Here are a couple of suggestions about the possibility of certain "advanced" weapon types only being forgeable by smiths of correspondingly high skill.
To give you some suggestions: Any weaponsmith of any skill level could forge a basic knife, but in order to forge a switchblade, it makes sense that you'd need knowledge, or insight, into how a switchblade is put together, and thus more skill.
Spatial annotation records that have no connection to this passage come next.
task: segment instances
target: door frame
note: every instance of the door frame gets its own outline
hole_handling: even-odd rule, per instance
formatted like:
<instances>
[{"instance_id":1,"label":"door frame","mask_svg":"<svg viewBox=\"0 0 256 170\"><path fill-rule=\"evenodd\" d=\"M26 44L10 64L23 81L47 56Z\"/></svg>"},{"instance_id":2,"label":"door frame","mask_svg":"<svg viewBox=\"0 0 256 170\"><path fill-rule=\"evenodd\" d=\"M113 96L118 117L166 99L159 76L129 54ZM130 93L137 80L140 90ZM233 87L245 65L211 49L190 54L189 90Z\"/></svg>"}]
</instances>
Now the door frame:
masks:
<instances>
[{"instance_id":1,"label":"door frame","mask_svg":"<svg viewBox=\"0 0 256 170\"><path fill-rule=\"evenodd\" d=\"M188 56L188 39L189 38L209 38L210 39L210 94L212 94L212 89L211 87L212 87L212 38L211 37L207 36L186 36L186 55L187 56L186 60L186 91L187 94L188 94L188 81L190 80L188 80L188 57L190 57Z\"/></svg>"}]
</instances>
You need more skill to create a Danish longaxe than you do a hatchet, and two-handed flamberges are just naturally more difficult to make than shortswords.
This could be applied to a very wide variety of weaponry in the game--where you'd start by having your soldiers outfitted with hatchets, slings, etc. but these would evolve over time into bec de corbins, rapiers, partisans, double-crossbows, etc., as they could be expected to evolve in real life.
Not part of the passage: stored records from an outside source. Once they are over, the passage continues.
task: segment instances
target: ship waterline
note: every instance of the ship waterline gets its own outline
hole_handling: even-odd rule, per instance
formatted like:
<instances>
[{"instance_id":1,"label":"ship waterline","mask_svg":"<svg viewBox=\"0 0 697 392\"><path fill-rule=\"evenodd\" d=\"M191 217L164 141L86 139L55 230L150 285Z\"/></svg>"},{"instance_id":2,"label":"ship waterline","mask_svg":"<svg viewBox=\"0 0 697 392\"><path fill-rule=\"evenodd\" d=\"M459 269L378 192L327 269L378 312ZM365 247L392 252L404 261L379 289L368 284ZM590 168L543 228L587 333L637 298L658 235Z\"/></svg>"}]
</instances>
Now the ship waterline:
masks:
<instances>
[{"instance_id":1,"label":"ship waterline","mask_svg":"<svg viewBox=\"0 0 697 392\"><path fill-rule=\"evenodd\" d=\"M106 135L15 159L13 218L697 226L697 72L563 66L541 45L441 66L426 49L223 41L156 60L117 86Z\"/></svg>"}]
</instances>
Please note that this isn't a suggestion for "new technology", ala Civilizations etc., but rather an entirely skill-based exclusion system, so that as soon as you had a legendary weaponsmith, you could immediately make any weapon that was available.
Hopefully, this would make for both a more realistic forging system, while at the same time allowing for more exotic/interesting/powerful weapons in the game, without unbalancing the game at the same time.
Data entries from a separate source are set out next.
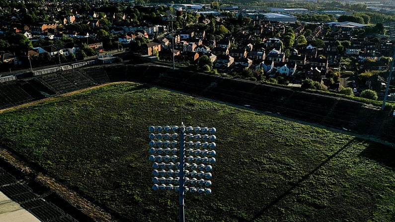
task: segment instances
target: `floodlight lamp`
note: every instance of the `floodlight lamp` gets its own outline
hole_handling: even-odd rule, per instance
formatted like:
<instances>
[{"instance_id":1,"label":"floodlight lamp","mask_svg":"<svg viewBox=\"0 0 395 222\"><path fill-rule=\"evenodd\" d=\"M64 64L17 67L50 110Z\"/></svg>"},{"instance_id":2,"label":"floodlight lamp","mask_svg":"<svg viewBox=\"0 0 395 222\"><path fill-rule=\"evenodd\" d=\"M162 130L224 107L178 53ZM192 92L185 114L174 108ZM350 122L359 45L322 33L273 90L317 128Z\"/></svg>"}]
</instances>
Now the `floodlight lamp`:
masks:
<instances>
[{"instance_id":1,"label":"floodlight lamp","mask_svg":"<svg viewBox=\"0 0 395 222\"><path fill-rule=\"evenodd\" d=\"M170 142L170 145L171 146L171 147L175 148L176 147L177 147L177 145L178 144L178 142L177 141L174 140Z\"/></svg>"},{"instance_id":2,"label":"floodlight lamp","mask_svg":"<svg viewBox=\"0 0 395 222\"><path fill-rule=\"evenodd\" d=\"M191 184L194 185L196 184L196 183L197 183L197 179L195 178L192 178L191 179L189 180L189 182L191 183Z\"/></svg>"},{"instance_id":3,"label":"floodlight lamp","mask_svg":"<svg viewBox=\"0 0 395 222\"><path fill-rule=\"evenodd\" d=\"M185 135L185 138L188 140L192 140L195 138L195 136L192 134Z\"/></svg>"},{"instance_id":4,"label":"floodlight lamp","mask_svg":"<svg viewBox=\"0 0 395 222\"><path fill-rule=\"evenodd\" d=\"M188 148L192 148L193 147L193 142L192 141L188 141L185 144L186 144L186 146Z\"/></svg>"},{"instance_id":5,"label":"floodlight lamp","mask_svg":"<svg viewBox=\"0 0 395 222\"><path fill-rule=\"evenodd\" d=\"M210 128L210 129L209 130L209 131L210 131L210 133L211 133L211 134L214 134L216 133L217 133L217 129L215 129L215 128L213 127L213 128Z\"/></svg>"},{"instance_id":6,"label":"floodlight lamp","mask_svg":"<svg viewBox=\"0 0 395 222\"><path fill-rule=\"evenodd\" d=\"M179 129L179 127L178 126L173 126L171 127L171 131L173 131L173 133L177 133L178 132L178 130Z\"/></svg>"},{"instance_id":7,"label":"floodlight lamp","mask_svg":"<svg viewBox=\"0 0 395 222\"><path fill-rule=\"evenodd\" d=\"M186 127L186 132L188 133L192 133L192 132L193 132L193 127L190 126Z\"/></svg>"},{"instance_id":8,"label":"floodlight lamp","mask_svg":"<svg viewBox=\"0 0 395 222\"><path fill-rule=\"evenodd\" d=\"M167 177L167 179L166 180L167 180L167 184L171 184L171 183L173 182L173 180L174 180L174 179L173 178L173 177L171 177L170 176L170 177Z\"/></svg>"},{"instance_id":9,"label":"floodlight lamp","mask_svg":"<svg viewBox=\"0 0 395 222\"><path fill-rule=\"evenodd\" d=\"M208 153L209 151L207 149L202 150L202 155L203 156L206 156Z\"/></svg>"},{"instance_id":10,"label":"floodlight lamp","mask_svg":"<svg viewBox=\"0 0 395 222\"><path fill-rule=\"evenodd\" d=\"M215 158L214 157L211 157L210 159L209 159L209 160L210 160L210 163L211 163L212 164L215 163L215 162L217 161L217 160L216 160Z\"/></svg>"},{"instance_id":11,"label":"floodlight lamp","mask_svg":"<svg viewBox=\"0 0 395 222\"><path fill-rule=\"evenodd\" d=\"M174 133L173 134L172 134L171 136L171 139L172 139L173 140L177 140L177 138L178 138L178 134L177 134L177 133Z\"/></svg>"},{"instance_id":12,"label":"floodlight lamp","mask_svg":"<svg viewBox=\"0 0 395 222\"><path fill-rule=\"evenodd\" d=\"M176 184L178 184L180 183L180 178L179 177L176 177L174 178L174 183Z\"/></svg>"},{"instance_id":13,"label":"floodlight lamp","mask_svg":"<svg viewBox=\"0 0 395 222\"><path fill-rule=\"evenodd\" d=\"M154 183L158 183L158 181L159 181L159 178L156 176L152 178L152 182L154 182Z\"/></svg>"},{"instance_id":14,"label":"floodlight lamp","mask_svg":"<svg viewBox=\"0 0 395 222\"><path fill-rule=\"evenodd\" d=\"M200 149L196 149L194 150L193 152L195 153L195 155L200 155Z\"/></svg>"},{"instance_id":15,"label":"floodlight lamp","mask_svg":"<svg viewBox=\"0 0 395 222\"><path fill-rule=\"evenodd\" d=\"M198 173L198 177L200 178L202 178L204 177L204 172L203 171L199 171Z\"/></svg>"},{"instance_id":16,"label":"floodlight lamp","mask_svg":"<svg viewBox=\"0 0 395 222\"><path fill-rule=\"evenodd\" d=\"M196 148L200 148L201 143L199 141L198 141L197 142L194 143L193 145L195 145L195 147Z\"/></svg>"},{"instance_id":17,"label":"floodlight lamp","mask_svg":"<svg viewBox=\"0 0 395 222\"><path fill-rule=\"evenodd\" d=\"M155 133L155 130L156 130L156 128L154 126L151 126L148 128L148 131L150 131L150 133Z\"/></svg>"},{"instance_id":18,"label":"floodlight lamp","mask_svg":"<svg viewBox=\"0 0 395 222\"><path fill-rule=\"evenodd\" d=\"M196 177L197 175L197 172L196 170L192 170L192 172L189 173L189 175L192 177ZM194 179L196 179L196 178L192 178L192 179L193 180Z\"/></svg>"},{"instance_id":19,"label":"floodlight lamp","mask_svg":"<svg viewBox=\"0 0 395 222\"><path fill-rule=\"evenodd\" d=\"M169 169L167 172L167 176L172 176L174 174L174 171L172 169Z\"/></svg>"},{"instance_id":20,"label":"floodlight lamp","mask_svg":"<svg viewBox=\"0 0 395 222\"><path fill-rule=\"evenodd\" d=\"M191 162L193 162L193 156L188 156L188 157L186 157L186 161L187 161L188 162L189 162L189 163L191 163Z\"/></svg>"},{"instance_id":21,"label":"floodlight lamp","mask_svg":"<svg viewBox=\"0 0 395 222\"><path fill-rule=\"evenodd\" d=\"M167 165L167 167L168 167L169 169L174 169L174 164L172 162L170 162L168 165Z\"/></svg>"},{"instance_id":22,"label":"floodlight lamp","mask_svg":"<svg viewBox=\"0 0 395 222\"><path fill-rule=\"evenodd\" d=\"M173 155L170 158L170 159L171 159L171 161L173 162L175 162L175 161L176 161L177 160L178 160L178 157L177 156L175 155Z\"/></svg>"},{"instance_id":23,"label":"floodlight lamp","mask_svg":"<svg viewBox=\"0 0 395 222\"><path fill-rule=\"evenodd\" d=\"M162 191L166 190L166 184L160 184L159 185L159 189Z\"/></svg>"},{"instance_id":24,"label":"floodlight lamp","mask_svg":"<svg viewBox=\"0 0 395 222\"><path fill-rule=\"evenodd\" d=\"M195 131L195 133L198 133L200 132L200 127L194 127L193 130Z\"/></svg>"},{"instance_id":25,"label":"floodlight lamp","mask_svg":"<svg viewBox=\"0 0 395 222\"><path fill-rule=\"evenodd\" d=\"M187 155L192 155L193 154L193 149L189 148L185 150L185 154Z\"/></svg>"},{"instance_id":26,"label":"floodlight lamp","mask_svg":"<svg viewBox=\"0 0 395 222\"><path fill-rule=\"evenodd\" d=\"M166 173L167 172L166 172L166 170L164 169L161 169L159 171L159 175L161 176L166 176Z\"/></svg>"},{"instance_id":27,"label":"floodlight lamp","mask_svg":"<svg viewBox=\"0 0 395 222\"><path fill-rule=\"evenodd\" d=\"M197 164L194 163L191 164L191 169L194 170L198 169L198 167Z\"/></svg>"},{"instance_id":28,"label":"floodlight lamp","mask_svg":"<svg viewBox=\"0 0 395 222\"><path fill-rule=\"evenodd\" d=\"M166 163L164 163L164 162L160 163L160 164L159 164L159 167L160 167L160 169L166 169L167 166L166 165Z\"/></svg>"},{"instance_id":29,"label":"floodlight lamp","mask_svg":"<svg viewBox=\"0 0 395 222\"><path fill-rule=\"evenodd\" d=\"M169 148L167 148L165 149L164 149L164 153L167 155L171 153L171 149L170 149Z\"/></svg>"}]
</instances>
It might also be a good excuse to greatly extend the timescale required to go from dabbling to legendary, since it would be a lot less fun to play around with such a system, if in two years you automatically got intimate knowledge of every weapon in the game, no matter how exotic and rare.
I'm not sure what Toady has in store for us, as far as "knowledge", but this seems like it might be a good case for having "mental" vs "physical" skills in the game, in that you might have a Legendary weaponsmith, with the knowledge of the design of literally hundreds of different weapons, but who has only a dabbling skill at the actual process of smithing, giving you the ability to equip your soldiers with a bunch of really cheap, poorly made meteor hammers and seige arbelasts. On the flipside of that, you might decide to set out with someone who really knows how to forge things, but who's never been out of the smithy, allowing you access to *iron club* after *iron club*. So it'd be a tradeoff.
Once your Weaponsmith (maybe change the name to Weaponmaster? and use the Weaponsmith skill to determine quality?) was able to make a weapon you particularly liked (spontoon, for example), you wouldn't be forced to wait until he/she knew how to make a Bohemian earspoon, you could just switch them to learning how to actually forge spontoons.
An alternate suggestion for this is to come up with a set of basic weapons (knife, hammer, club, pick, hatchet, spear, sling, what have you), and give each of them it's own subskill. As any given dwarf creates one of those items, they would advance in that weapon's "skill", and at some point, the skills would branch off: knowledge of knives turns into knowledge of daggers, hammers into maces, clubs into shortswords, etc., each again, with their own subskill. Allowing you to guide the "learning process" into the kinds of weapons you want, in a more natural way--giving you the opportunity to either specialize (getting the precise weapon you want, as soon as possible, and then switching to skill in forging very early, which translates to higher quality), or allowing your craftsdwarf to become a generalist, which would give you advantages in both trade (giving the customer what they want, and giving your nobles what they demand, more often), and allowing you to better adapt to circumstances (where's that brandistock when you really need one?)
Again, it's not modeling technological advancement, it's just an individual craftsdwarf learning more about the trade, and becoming more confident about what he/she can achieve, in a way that I think would be more realistic, fluid, and fun.